A prática de não falar pode, no mínimo, nos dar controle suficiente sobre o que dizemos, a fim de que a nossa língua não aja “automaticamente”. Esta disciplina nos oferece tempo para pesar nossas palavras e condições de controlar o que dizemos.
Essa prática também nos ajuda a ouvir, observar e prestar atenção nas pessoas. E raro sermos realmente ouvidos, e a necessidade de ser ouvido é profunda. Quanta ira na vida das pessoas não é resultado de não serem ouvidas? Tiago diz: “Sejam todos prontos para ouvir, tardios para falar e tardios para irar-se” (1.19).
Quando a língua se move rapidamente, em geral o que se segue é a ira. Dizem que Deus nos deu dois ouvidos e apenas uma boca, para que possamos ouvir duas vezes mais do que falamos. Mas até mesmo nessa proporção é possível falar demais.
Por que falamos tanto? Damos tanta liberdade à nossa boca porque nos sentimos interiormente desconfortáveis com o que os outros pensam de nós. Eberhard Arnold observa: “Pessoas que se amam podem ficar em silêncio juntas.” No entanto, quando estamos com aqueles com quem nos sentimos menos seguros, usamos as palavras para “ajustar” nossa aparência e conquistar aprovação. De outra forma, tememos que nossas virtudes não recebam a apreciação adequada e nossos defeitos não sejam apropriadamente “compreendidos”. Quando não falamos, resignamos aquilo que parecemos (ousaria dizer, aquilo que somos?) a Deus. Por que nos preocupar com a opinião dos outros a nosso respeito quando Deus é por nós e Jesus Cristo está à direita do trono intercedendo em favor dos nossos interesses (Rm 8.31-34). No entanto, nós nos preocupamos.
Pouquíssimas pessoas vivem uma quietude interior confiante, embora a maioria deseje isso. Entretanto, essa quietude interior é uma graça que recebemos quando praticamos “não falar”. E quando nós a temos, podemos ajudar outros em necessidade. Depois que conhecemos esta confiança, quando outros chegam para pescar segurança e aprovação, podemos enviá-los para pescar em águas mais profundas, a fim de que também tenham quietude interior.
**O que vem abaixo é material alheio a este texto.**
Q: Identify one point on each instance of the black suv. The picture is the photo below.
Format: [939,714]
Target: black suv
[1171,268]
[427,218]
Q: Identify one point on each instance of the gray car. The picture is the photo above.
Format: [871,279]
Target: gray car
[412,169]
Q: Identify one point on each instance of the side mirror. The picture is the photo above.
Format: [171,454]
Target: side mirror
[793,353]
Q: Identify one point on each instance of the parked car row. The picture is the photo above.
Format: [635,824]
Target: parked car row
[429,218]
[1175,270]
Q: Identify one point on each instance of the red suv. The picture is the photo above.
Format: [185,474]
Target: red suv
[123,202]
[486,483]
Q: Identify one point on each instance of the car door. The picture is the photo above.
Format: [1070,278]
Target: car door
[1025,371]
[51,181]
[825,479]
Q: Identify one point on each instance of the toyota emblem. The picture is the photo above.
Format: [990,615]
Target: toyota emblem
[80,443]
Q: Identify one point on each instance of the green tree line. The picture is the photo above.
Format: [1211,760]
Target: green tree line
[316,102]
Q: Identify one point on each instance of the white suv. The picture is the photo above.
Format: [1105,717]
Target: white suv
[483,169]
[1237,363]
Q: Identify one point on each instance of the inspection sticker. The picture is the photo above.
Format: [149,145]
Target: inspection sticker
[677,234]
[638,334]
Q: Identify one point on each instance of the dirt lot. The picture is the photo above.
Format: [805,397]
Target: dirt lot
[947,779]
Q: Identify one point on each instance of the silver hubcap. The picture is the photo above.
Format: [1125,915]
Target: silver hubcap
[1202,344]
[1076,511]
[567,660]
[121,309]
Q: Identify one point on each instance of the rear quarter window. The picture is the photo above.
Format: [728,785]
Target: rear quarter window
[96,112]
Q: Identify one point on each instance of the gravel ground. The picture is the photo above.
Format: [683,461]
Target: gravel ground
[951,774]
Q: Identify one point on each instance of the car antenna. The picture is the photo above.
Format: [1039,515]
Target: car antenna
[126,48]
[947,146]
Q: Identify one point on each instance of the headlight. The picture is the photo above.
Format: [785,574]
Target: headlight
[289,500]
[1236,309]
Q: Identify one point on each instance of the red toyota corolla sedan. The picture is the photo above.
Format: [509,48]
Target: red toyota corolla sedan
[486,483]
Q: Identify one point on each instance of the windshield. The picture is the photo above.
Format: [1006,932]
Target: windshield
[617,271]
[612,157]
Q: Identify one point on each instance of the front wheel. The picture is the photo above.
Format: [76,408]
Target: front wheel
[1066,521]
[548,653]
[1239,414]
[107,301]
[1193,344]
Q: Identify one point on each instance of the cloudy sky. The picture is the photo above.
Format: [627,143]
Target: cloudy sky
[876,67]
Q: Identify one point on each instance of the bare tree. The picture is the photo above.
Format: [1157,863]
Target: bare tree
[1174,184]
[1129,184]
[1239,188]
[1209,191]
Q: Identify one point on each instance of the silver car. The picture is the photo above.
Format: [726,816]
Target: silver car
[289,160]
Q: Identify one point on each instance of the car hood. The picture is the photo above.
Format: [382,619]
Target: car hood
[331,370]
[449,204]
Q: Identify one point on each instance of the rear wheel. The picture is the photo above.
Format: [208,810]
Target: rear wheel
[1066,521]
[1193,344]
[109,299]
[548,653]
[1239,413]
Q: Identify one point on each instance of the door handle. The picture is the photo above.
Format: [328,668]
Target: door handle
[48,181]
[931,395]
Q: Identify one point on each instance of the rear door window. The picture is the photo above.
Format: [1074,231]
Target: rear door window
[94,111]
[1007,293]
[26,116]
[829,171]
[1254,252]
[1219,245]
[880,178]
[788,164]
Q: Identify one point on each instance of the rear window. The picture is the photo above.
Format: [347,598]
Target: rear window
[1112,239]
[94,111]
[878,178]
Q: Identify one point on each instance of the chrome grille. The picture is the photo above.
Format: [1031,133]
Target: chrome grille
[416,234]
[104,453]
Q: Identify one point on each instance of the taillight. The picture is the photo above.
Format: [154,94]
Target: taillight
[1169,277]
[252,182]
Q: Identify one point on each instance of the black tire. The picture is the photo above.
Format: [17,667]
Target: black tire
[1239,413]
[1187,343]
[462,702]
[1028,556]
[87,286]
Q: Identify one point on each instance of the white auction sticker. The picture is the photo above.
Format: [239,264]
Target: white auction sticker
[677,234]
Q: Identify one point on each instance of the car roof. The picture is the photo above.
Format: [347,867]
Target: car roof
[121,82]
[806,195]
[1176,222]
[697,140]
Eis o testemunho de um jovem que entrou na prática da solitude e do silêncio:
Quanto mais pratico esta disciplina, mais aprecio a força do silêncio. Quanto menos me torno cético e desprovido de uma atitude de julgamento, e quanto mais aprendo a aceitar as coisas que não gosto nos outros, mais eu os aceito como criados de forma única à imagem de Deus. Quanto menos eu falo, mais profundas são as palavras proferidas na hora apropriada. Quanto mais eu valorizo os outros e lhes sirvo nas pequenas coisas, mais eu celebro e aprecio minha própria vida. Quanto mais eu celebro, mais reconheço que Deus me tem dado coisas maravilhosas em minha vida, e menos me preocupo quanto ao futuro. Eu aceitarei e apreciarei o que Deus está continuamente me dando. Creio que estou começando verdadeiramente a alegrar-me em Deus.